Komunikacja EBC może pomóc euro
Obniżka stóp procentowych o 25 pb. jest niemal w pełni wyceniana. Nie będzie nowych projekcji ekonomicznych, uwaga skupi się więc na komunikatach banku. Stabilność cen pozostaje głównym celem Rady Prezesów. Niemniej ostatnie komunikaty oficjeli były gołębie i prawdopodobnie zobaczymy dalsze przesunięcie nacisku ku perspektywom wzrostu gospodarczego. Najważniejsze dla inwestorów będzie prawdopodobnie to, jak bardzo EBC niepokoi się wzrostem. Uważamy, iż prezeska Lagarde będzie wciąż wypowiadać się w ostrożnym tonie, być może jeszcze bardziej gołębim niż ostatnio, choćby mimo niepewnych oznak poprawy sytuacji gospodarczej. Podwyższona niepewność dotycząca wzrostu i polityki, w szczególności nastawienia Trumpa wobec UE, sprawia, iż nie spodziewamy się w tym tygodniu klarownego forward guidance. Nacisk powinien zostać położony na zależność od danych.
Wszelkie komunikaty, które uwidocznią większe zaniepokojenie decydentów kondycją ekonomiczną wspólnego bloku, mogą sprawić, iż euro odda część ostatnich zysków. Inwestorzy mogą zacząć bowiem wówczas wyceniać bardziej agresywne tempo cięć stóp procentowych EBC. Wyceny te nieco w ubiegłym tygodniu spadły dzięki lepszym od oczekiwań wskaźnikom PMI i postrzeganemu spadkowi zagrożenia amerykańskim cłami. w tej chwili w kontraktach swap wyceniane jest ok. 90 pb. cięć w 2025 r. względem 115 pb. na początku roku. jeżeli jednak decydenci nabiorą większego przekonania, iż kondycja gospodarcza strefy euro ulegnie poprawie, może to pomóc euro utrzymać zyski, a być może choćby je zwiększyć.

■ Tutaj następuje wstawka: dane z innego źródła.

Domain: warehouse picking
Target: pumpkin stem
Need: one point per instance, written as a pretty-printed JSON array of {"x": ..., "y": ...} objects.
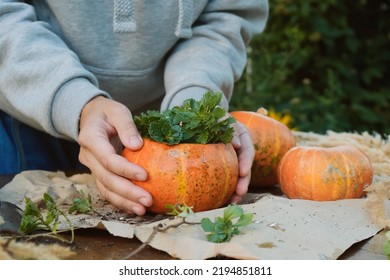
[{"x": 262, "y": 111}]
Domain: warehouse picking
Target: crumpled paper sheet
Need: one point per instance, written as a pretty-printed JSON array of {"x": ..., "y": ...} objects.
[{"x": 283, "y": 228}]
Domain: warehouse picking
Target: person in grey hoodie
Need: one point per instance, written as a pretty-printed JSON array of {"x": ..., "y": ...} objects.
[{"x": 73, "y": 73}]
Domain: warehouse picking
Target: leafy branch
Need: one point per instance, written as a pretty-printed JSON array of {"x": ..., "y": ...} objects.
[
  {"x": 33, "y": 219},
  {"x": 220, "y": 231},
  {"x": 223, "y": 228}
]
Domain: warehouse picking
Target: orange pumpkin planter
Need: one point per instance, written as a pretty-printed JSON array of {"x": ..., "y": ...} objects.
[
  {"x": 271, "y": 138},
  {"x": 203, "y": 176},
  {"x": 324, "y": 174}
]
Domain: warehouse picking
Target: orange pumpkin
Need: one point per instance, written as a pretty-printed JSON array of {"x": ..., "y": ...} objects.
[
  {"x": 203, "y": 176},
  {"x": 324, "y": 174},
  {"x": 271, "y": 139}
]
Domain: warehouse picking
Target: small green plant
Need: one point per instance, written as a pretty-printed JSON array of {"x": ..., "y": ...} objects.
[
  {"x": 200, "y": 122},
  {"x": 180, "y": 210},
  {"x": 82, "y": 204},
  {"x": 386, "y": 247},
  {"x": 34, "y": 220},
  {"x": 223, "y": 228}
]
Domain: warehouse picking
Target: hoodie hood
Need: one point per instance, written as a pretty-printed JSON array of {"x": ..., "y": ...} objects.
[{"x": 124, "y": 19}]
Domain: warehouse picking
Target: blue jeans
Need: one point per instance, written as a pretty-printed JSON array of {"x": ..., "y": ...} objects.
[{"x": 25, "y": 148}]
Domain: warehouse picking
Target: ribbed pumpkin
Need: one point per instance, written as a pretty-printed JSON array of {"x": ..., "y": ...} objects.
[
  {"x": 271, "y": 139},
  {"x": 324, "y": 174},
  {"x": 203, "y": 176}
]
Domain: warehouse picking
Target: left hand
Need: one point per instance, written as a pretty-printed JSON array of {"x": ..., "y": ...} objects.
[{"x": 242, "y": 143}]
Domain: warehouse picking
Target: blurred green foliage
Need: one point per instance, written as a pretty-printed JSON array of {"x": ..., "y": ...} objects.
[{"x": 326, "y": 63}]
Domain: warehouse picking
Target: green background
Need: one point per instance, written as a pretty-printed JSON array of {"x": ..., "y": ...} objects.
[{"x": 326, "y": 63}]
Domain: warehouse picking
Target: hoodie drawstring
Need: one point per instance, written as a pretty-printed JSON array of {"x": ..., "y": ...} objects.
[
  {"x": 124, "y": 19},
  {"x": 183, "y": 27}
]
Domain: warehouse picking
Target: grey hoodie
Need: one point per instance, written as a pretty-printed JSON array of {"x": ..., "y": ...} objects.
[{"x": 56, "y": 55}]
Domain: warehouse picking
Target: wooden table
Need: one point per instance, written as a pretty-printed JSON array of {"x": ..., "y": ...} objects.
[{"x": 95, "y": 244}]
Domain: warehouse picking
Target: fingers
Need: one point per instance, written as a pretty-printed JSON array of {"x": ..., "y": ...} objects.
[
  {"x": 104, "y": 126},
  {"x": 117, "y": 190},
  {"x": 122, "y": 120}
]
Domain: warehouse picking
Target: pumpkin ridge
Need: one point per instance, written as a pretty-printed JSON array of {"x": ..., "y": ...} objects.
[
  {"x": 181, "y": 180},
  {"x": 223, "y": 156},
  {"x": 349, "y": 176}
]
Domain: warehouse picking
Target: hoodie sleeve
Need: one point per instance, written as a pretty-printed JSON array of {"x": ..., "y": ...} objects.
[
  {"x": 42, "y": 82},
  {"x": 215, "y": 56}
]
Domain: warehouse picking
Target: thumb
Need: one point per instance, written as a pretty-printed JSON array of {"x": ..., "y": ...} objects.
[{"x": 122, "y": 120}]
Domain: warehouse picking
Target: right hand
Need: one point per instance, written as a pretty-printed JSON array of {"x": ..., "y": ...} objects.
[{"x": 105, "y": 127}]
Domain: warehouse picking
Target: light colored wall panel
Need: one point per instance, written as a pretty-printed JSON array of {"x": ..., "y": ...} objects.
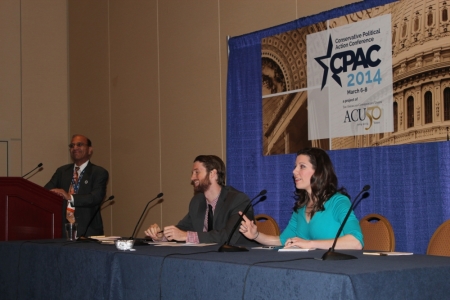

Jakiekolwiek komentarze prezeski Lagarde na temat sytuacji politycznej byłyby czymś nietypowym – również podczas sesji Q&A na koniec konferencji prasowej. Bardziej interesują nas jej komunikaty na temat stanu rynku obligacji, w szczególności tego, czy niedawny gwałtowny wzrost rentowności europejskich obligacji skarbowych może wpłynąć na politykę EBC.
Dalsze decyzje EBC zależą od sytuacji po obu stronach Atlantyku
Cięcie o 25 pb. na posiedzeniu w styczniu wydaje się adekwatnie pewne, a kolejne w marcu bardzo prawdopodobne. Choć biorąc pod uwagę stan gospodarki strefy euro, jesteśmy pewni, iż obniżki będą później kontynuowane, niepewność dotycząca ich tempa i skali w średnim terminie jest znacznie większa. jeżeli wskaźniki PMI będą w dalszym ciągu zaskakiwać w górę i podobnie stanie się z twardymi danymi, to EBC może wrócić do obniżek raz na kwartał, szczególnie jeżeli cła Trumpa będą miały ograniczony wpływ na gospodarkę bloku – choć należy zaznaczyć, iż są to duże znaki zapytania.
Decyzja w sprawie polityki EBC zostanie ogłoszona w czwartek (30.01) o godz. 14:15, a konferencja prasowa prezeski Lagarde rozpocznie się 30 minut później.